A. Progressive stages necessary to generate conventional B cells from pluripotent long-term hematopoietic stem cells (LT-HSC). Intermediate stages (double arrow) between LT-HSC and common lymphoid progenitors (CLP) are not shown. Uncommitted pre-pro-B cells express transcription factors including EBF1 and PAX5, which activate genes necessary for lineage commitment. Expression of the lineage marker CD19 in early pro-B cells is associated with B cell commitment. Status of immunoglobulin heavy chain (Igh) genes at each stage is indicated as germline (GL, or unrearranged), having completed rearrangements of diversity and joining segments (D_HJ_H; B cells representing subsequent stages of development beyond pro-B cells may retain one D_HJ_H allele) and variable (V_H) to D_HJ_H loci (V_HD_HJ_H). Similarly, status of light chain genes encoding κ or λ light chains is indicated as GL or as having completed rearrangements of variable to joining (V_LJ_L) segments. Expression of key marker genes at each stage is indicated below. ‘+’ indicates high expression, ‘lo’ indicates significantly lower expression, and ‘−’ represents very low or absence of expression (ImmGen; reference and our data, not shown). λ5 and Vpreb1 surrogate light chains are encoded by the coordinately expressed, tandem Igll1:Vpreb1 locus. BP-1 is encoded by Enpep. CD2 is expressed by B cells that express u heavy chains (initiated by display of the pre-BCR). The black arrow reflects earliest expression of the Cd79a-cre gene, which directs deletion of floxed Chd4 loci (FIG. 3) in early pro-B cells (28, 30) . Following differentiation to become surface IgM+ immature B cells, these cells exit the bone marrow to the periphery (right of dashed line). Multiple stages of antigen-dependent differentiation in the periphery can ultimately result in production of antibody-secreting plasma cells, which may return to the bone marrow. B. Conditional deletion of floxed Chd4 genes in B cell progenitors of mice. Insertion of loxP sites to generate floxed Chd4 alleles was reported previously (59). C57BL6/N mice with floxed Chd4 alleles were bred with mice with Cd79a-cre genes (28, 30) or Cd2-Cre (29) to generate conditionally deleted (cKO) mice with early B cells lacking functional CHD4. Deletion of exons between 12 and 23 results in out-of-frame joining and loss of ATPase/helicase domains.

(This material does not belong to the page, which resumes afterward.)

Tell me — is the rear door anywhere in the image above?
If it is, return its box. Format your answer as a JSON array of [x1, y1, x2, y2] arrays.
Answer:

FIG. 3-. Loss of CHD4 results in proximal bias of V_H to D_HJ_H rearrangements in early pro-B cells.

Linear map of 106 V_H segments and frequencies of their rearrangements detected using the Ion AmpliSeq Mouse BCR IGH assay (Thermo Fisher Scientific; Waltham, MA, USA). The assay identifies unique B-cell clones through targeting of the highly diverse complementarity-determining region 3 (CDR3) of IgH chains from genomic DNA templates. Nucleic acids were isolated from CD19+cKit+ early pro-B cells were sorted from BM of two littermates each (~5 weeks old) using standard kit methodology (Qiagen; Hilden, Germany). Library construction proceeded from isolation of nucleic acid, followed by multiplex PCR with primers targeting the V_HD_HJ_H rearrangements to generate amplicons for sequencing using the Thermo Fisher Ion suite of sequencing systems. The nucleotide sequence of the IGH CDR3 region serves as a natural barcode to enable clone tracking and measurements of B-cell clonal expansion and diversity. V_H gene clusters are arranged from distal (left) to proximal (right) segments upstream of D_H and J_H segments (not shown) in wild type (WT) and Chd4 cKO mice (all C57BL6/N). Each bar represents all rearrangements including each V_H. Numbers of reads and clones, respectively, identified for each sample in BCR-seq were: WT1, 2,734,991 and 2717; WT2, 850,465 and 8450; Chd4 cKO1, 4,527,579 and 2372; Chd4 cKO2, 1,357,677 and 4436. Raw data are tabulated in Supplemental Table S1. Mice were bred and housed in the Biological Resources Center at National Jewish Health. All experiments were performed under a protocol approved by the Institutional Animal Care and Use Committee at National Jewish Health.